Navarin Karim

Megawati di Pusaran Demokrasi (Tinjauan Idealisme Politik)

Oleh : H. Navarin Karim

 

Megawati Sukarno Puteri adalah anak biologis Presiden Republik Indonesia pertama, pernah mengalami pahit, asin dan manisnya demokrasi Indonesia. Partai Demokrasi Indonesia  Perjuangan (PDIP) dipimpinnya sejak reformasi 1998. PDIP merupakan partai yang berideologi nasionalis tidak berbeda jauh dengan PDI masa Orde baru. Penggantian nama di masa reformasi mungkin menghilangkan trauma partai tersebut pernah digembosi bersama Partai Persatuan Pembangunan  (PPP) ketika masa Orde Baru. 

 

Pelaku reformasi pasti tidak bisa melawan lupa saat Pemilu tahun 1999 ketika sistem pemilihan Presiden  tidak langsung masih diterapkan.

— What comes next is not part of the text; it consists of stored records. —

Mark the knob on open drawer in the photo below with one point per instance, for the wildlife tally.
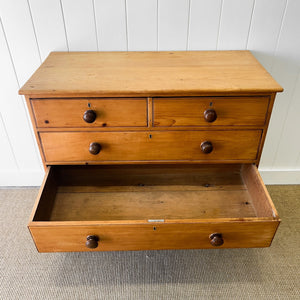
(95, 148)
(216, 239)
(92, 241)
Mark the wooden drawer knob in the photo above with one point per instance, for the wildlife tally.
(210, 115)
(92, 241)
(216, 239)
(89, 116)
(206, 147)
(95, 148)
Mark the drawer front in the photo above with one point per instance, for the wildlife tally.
(154, 237)
(150, 146)
(209, 111)
(90, 112)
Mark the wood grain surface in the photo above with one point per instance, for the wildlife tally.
(150, 146)
(110, 112)
(239, 111)
(145, 237)
(149, 74)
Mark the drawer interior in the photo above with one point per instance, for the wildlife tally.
(153, 193)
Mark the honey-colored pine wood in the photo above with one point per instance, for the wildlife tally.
(151, 150)
(150, 146)
(190, 111)
(258, 191)
(65, 238)
(155, 213)
(110, 112)
(117, 74)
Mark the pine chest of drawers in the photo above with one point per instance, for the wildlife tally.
(151, 150)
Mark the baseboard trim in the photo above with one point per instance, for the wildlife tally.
(280, 176)
(21, 178)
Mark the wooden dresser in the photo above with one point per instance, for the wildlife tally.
(151, 150)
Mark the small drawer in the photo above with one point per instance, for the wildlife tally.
(106, 147)
(210, 111)
(90, 112)
(103, 208)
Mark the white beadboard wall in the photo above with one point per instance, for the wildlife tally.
(30, 29)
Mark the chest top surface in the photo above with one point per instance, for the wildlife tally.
(115, 74)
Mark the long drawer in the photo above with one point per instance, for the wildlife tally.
(101, 208)
(210, 111)
(150, 146)
(90, 112)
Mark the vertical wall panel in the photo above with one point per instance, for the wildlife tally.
(17, 23)
(49, 26)
(265, 29)
(7, 160)
(111, 25)
(14, 114)
(80, 25)
(235, 24)
(204, 24)
(173, 22)
(142, 25)
(280, 149)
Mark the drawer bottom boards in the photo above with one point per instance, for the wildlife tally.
(144, 207)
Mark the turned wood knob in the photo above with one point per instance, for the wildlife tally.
(216, 239)
(206, 147)
(210, 115)
(89, 116)
(95, 148)
(92, 241)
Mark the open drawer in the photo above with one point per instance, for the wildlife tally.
(139, 207)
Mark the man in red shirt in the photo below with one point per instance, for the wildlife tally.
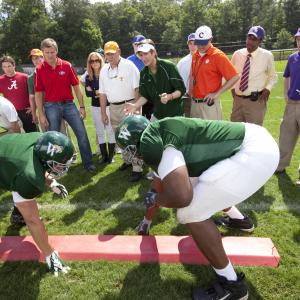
(13, 86)
(53, 83)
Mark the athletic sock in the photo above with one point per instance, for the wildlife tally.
(147, 221)
(228, 272)
(234, 213)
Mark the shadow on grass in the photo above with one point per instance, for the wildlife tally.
(290, 194)
(206, 276)
(6, 204)
(145, 282)
(20, 280)
(257, 202)
(148, 282)
(100, 195)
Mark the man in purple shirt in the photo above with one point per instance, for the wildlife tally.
(290, 125)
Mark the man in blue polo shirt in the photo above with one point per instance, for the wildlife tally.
(290, 125)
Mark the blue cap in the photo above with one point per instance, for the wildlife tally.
(137, 39)
(191, 37)
(257, 31)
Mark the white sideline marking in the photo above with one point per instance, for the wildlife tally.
(261, 207)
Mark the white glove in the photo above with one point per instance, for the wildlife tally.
(55, 264)
(59, 189)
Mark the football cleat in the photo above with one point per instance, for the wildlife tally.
(223, 289)
(245, 224)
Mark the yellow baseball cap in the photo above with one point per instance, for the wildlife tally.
(111, 47)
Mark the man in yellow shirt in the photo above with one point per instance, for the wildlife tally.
(257, 69)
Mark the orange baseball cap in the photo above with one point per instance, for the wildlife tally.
(111, 47)
(36, 52)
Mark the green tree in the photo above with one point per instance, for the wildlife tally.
(292, 13)
(70, 28)
(89, 39)
(20, 34)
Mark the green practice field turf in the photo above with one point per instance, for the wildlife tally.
(106, 203)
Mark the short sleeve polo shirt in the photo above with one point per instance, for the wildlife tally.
(57, 82)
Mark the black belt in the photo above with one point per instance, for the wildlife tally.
(247, 97)
(196, 100)
(122, 102)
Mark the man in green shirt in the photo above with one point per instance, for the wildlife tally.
(28, 163)
(160, 83)
(203, 167)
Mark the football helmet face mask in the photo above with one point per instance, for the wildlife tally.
(128, 136)
(55, 151)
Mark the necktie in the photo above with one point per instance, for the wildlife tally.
(245, 74)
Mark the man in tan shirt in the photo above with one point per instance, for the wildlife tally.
(258, 76)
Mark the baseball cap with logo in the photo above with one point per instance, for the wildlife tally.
(137, 39)
(111, 47)
(36, 52)
(145, 48)
(257, 31)
(298, 32)
(191, 37)
(202, 35)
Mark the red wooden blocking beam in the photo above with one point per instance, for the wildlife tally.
(244, 251)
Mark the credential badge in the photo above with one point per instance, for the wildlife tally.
(53, 149)
(124, 133)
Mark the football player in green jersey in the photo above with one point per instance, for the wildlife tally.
(204, 167)
(30, 162)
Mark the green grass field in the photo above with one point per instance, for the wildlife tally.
(106, 204)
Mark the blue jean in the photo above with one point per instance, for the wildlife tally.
(56, 111)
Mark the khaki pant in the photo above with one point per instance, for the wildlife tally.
(245, 110)
(203, 111)
(116, 116)
(187, 102)
(289, 133)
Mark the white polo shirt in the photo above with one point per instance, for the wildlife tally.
(118, 84)
(8, 113)
(184, 68)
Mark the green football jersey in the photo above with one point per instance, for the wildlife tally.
(20, 169)
(202, 142)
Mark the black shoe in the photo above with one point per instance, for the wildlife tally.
(245, 224)
(16, 218)
(223, 289)
(135, 176)
(91, 169)
(123, 167)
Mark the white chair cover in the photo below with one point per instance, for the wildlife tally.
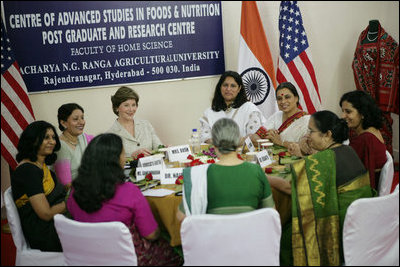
(386, 176)
(25, 254)
(105, 243)
(250, 238)
(371, 231)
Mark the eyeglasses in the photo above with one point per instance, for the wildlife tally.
(312, 131)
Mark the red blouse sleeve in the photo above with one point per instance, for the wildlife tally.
(371, 152)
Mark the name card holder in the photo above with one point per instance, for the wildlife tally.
(178, 153)
(170, 175)
(263, 158)
(249, 144)
(155, 161)
(141, 173)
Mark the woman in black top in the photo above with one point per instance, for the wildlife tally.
(37, 192)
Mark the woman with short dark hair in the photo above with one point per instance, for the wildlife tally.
(36, 190)
(74, 141)
(364, 118)
(322, 187)
(230, 101)
(101, 194)
(289, 124)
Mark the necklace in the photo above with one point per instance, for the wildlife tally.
(69, 141)
(372, 33)
(228, 109)
(334, 143)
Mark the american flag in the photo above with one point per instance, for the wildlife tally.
(294, 63)
(16, 109)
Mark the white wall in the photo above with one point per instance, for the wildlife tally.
(174, 107)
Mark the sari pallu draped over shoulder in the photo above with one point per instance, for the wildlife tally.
(291, 119)
(319, 208)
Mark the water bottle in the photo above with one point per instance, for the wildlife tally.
(195, 142)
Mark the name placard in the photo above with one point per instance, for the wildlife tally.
(170, 175)
(263, 158)
(178, 153)
(249, 144)
(142, 172)
(155, 162)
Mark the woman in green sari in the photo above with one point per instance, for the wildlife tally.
(323, 186)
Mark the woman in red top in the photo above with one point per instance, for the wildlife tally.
(364, 118)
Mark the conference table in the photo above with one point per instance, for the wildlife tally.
(164, 208)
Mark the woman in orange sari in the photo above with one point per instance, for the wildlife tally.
(290, 123)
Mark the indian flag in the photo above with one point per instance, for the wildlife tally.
(255, 63)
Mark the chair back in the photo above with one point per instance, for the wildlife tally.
(24, 254)
(14, 221)
(250, 238)
(371, 231)
(104, 243)
(386, 176)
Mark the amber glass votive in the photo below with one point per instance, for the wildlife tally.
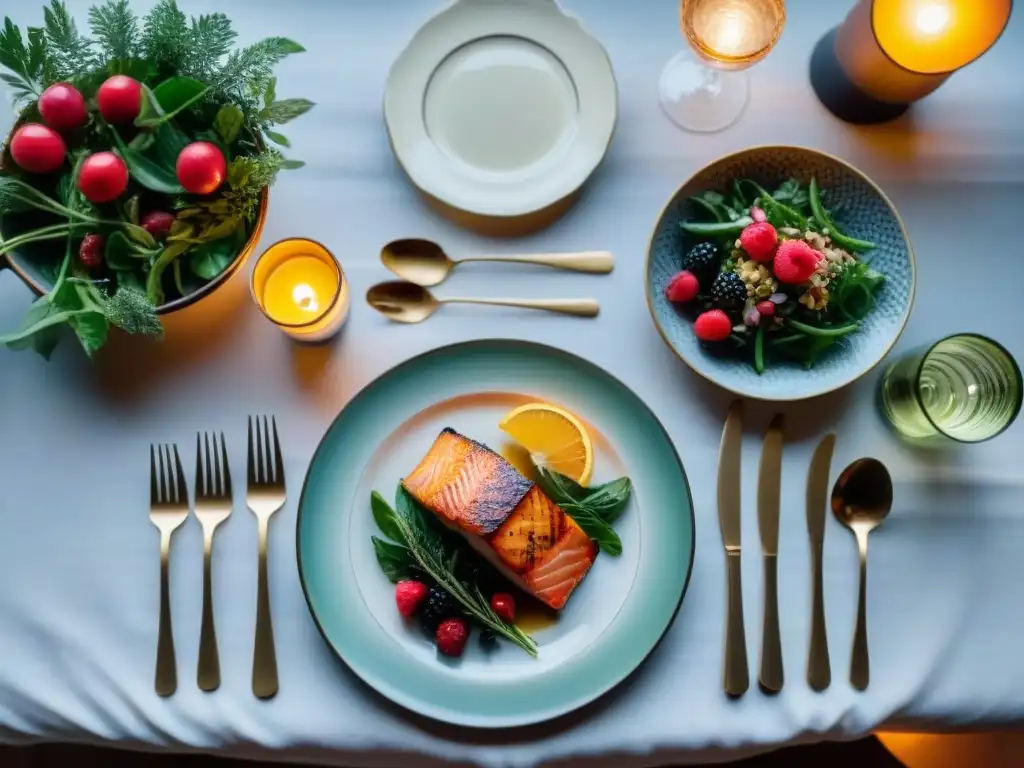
(300, 287)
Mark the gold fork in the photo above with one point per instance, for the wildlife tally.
(213, 505)
(168, 509)
(265, 496)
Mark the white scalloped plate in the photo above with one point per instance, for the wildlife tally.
(501, 108)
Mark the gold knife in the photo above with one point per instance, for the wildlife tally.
(769, 489)
(736, 675)
(818, 669)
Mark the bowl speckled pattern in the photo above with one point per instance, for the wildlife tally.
(865, 213)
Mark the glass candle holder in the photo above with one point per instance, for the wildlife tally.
(300, 287)
(963, 388)
(706, 88)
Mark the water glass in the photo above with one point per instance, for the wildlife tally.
(963, 388)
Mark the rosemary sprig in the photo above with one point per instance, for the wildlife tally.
(437, 559)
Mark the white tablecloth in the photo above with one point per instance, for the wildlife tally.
(79, 558)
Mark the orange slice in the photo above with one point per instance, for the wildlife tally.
(554, 437)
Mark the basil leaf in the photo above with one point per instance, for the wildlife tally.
(148, 174)
(91, 329)
(169, 143)
(384, 517)
(119, 253)
(599, 531)
(609, 501)
(154, 290)
(278, 138)
(228, 123)
(176, 92)
(210, 259)
(395, 561)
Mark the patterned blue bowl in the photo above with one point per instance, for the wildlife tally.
(866, 213)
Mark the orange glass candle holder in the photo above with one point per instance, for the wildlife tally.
(890, 53)
(301, 288)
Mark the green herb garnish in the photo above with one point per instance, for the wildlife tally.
(196, 86)
(418, 546)
(594, 508)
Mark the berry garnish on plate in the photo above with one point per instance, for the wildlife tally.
(702, 260)
(410, 596)
(683, 287)
(759, 240)
(504, 605)
(796, 262)
(713, 326)
(728, 291)
(452, 636)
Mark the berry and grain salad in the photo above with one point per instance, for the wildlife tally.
(771, 276)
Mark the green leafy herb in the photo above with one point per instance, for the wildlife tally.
(396, 561)
(594, 509)
(435, 555)
(228, 123)
(196, 87)
(116, 30)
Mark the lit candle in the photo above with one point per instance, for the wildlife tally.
(300, 287)
(889, 53)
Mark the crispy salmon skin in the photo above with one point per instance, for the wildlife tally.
(466, 483)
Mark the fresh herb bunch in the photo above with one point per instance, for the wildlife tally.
(790, 320)
(195, 87)
(418, 547)
(594, 509)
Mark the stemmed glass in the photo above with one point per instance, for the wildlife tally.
(708, 89)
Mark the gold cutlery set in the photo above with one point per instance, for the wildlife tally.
(860, 500)
(422, 263)
(214, 501)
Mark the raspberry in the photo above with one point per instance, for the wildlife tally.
(684, 286)
(90, 253)
(759, 240)
(452, 636)
(504, 605)
(713, 326)
(410, 596)
(158, 223)
(796, 261)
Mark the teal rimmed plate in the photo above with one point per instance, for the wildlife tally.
(613, 620)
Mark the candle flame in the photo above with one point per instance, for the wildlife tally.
(933, 17)
(305, 297)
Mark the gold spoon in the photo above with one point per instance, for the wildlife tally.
(861, 499)
(407, 302)
(425, 263)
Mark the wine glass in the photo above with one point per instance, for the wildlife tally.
(708, 89)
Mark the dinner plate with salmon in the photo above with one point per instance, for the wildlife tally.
(495, 534)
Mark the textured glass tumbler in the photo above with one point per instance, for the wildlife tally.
(964, 388)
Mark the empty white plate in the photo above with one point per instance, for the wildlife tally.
(501, 108)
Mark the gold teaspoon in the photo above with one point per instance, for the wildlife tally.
(425, 263)
(407, 302)
(861, 499)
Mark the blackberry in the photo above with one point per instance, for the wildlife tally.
(704, 261)
(728, 291)
(438, 606)
(488, 640)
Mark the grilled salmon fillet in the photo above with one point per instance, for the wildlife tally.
(470, 486)
(545, 547)
(504, 516)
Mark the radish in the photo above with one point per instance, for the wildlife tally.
(37, 148)
(120, 99)
(62, 108)
(103, 177)
(201, 168)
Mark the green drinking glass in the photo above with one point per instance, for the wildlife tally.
(963, 388)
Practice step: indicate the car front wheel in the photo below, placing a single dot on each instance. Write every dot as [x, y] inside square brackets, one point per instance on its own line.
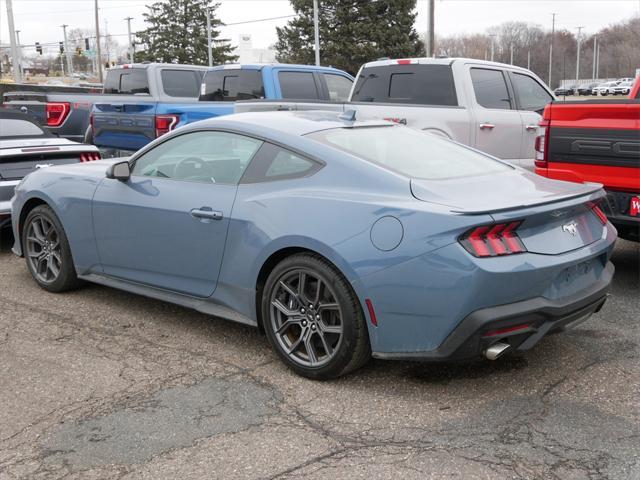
[313, 318]
[47, 251]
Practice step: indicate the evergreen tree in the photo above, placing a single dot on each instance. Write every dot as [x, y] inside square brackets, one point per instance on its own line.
[177, 33]
[352, 32]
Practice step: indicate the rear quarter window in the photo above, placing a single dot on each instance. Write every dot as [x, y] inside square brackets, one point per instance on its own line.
[181, 83]
[232, 85]
[127, 81]
[408, 84]
[298, 85]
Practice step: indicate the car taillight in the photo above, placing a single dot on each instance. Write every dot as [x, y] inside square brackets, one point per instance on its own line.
[56, 113]
[166, 123]
[542, 145]
[493, 240]
[89, 156]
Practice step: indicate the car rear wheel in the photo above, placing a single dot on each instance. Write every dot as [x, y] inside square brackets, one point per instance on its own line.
[47, 251]
[313, 318]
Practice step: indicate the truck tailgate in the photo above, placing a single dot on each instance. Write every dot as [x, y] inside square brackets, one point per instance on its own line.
[124, 126]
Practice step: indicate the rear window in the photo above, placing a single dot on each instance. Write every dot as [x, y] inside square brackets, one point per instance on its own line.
[298, 85]
[232, 85]
[410, 84]
[13, 127]
[410, 152]
[181, 83]
[127, 81]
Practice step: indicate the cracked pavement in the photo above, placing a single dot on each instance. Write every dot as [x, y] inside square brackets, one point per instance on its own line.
[102, 384]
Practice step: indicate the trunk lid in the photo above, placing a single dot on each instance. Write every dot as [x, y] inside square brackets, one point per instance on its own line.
[20, 157]
[556, 217]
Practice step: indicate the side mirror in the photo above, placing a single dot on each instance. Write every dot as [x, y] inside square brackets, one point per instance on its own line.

Hal yang unik PDIP selaku partai pemenang pemilu, artinya mendominasi legislatif malah tidak terpilih sebagai Presiden dan harus puas sebagai wakil Abdurrahman Wahid (Gus Dur). Ini akibat adanya manuver siasat poros tengah yang dilancarkan oleh Amin Rais. Pahit memang istilah komentatator sepakbola (Valentino Jebret). Namun sempat dua tahun beliau menikmati manisnya demokrasi, manakala Amin Rais selaku ketua MPR Republik Indonesia melakukan sidang istimewa karena Gus Dur melanggar konstitusi yaitu membuat dekrit Presiden tanpa persetujuan DPR RI, maka naik tahtalah wakil Presiden menjadi Presiden. Gara-gara Amin Rais ini lagu Rhoma Irama : kau yang mulai kau mengakhiri (Gusdur) kembali populer.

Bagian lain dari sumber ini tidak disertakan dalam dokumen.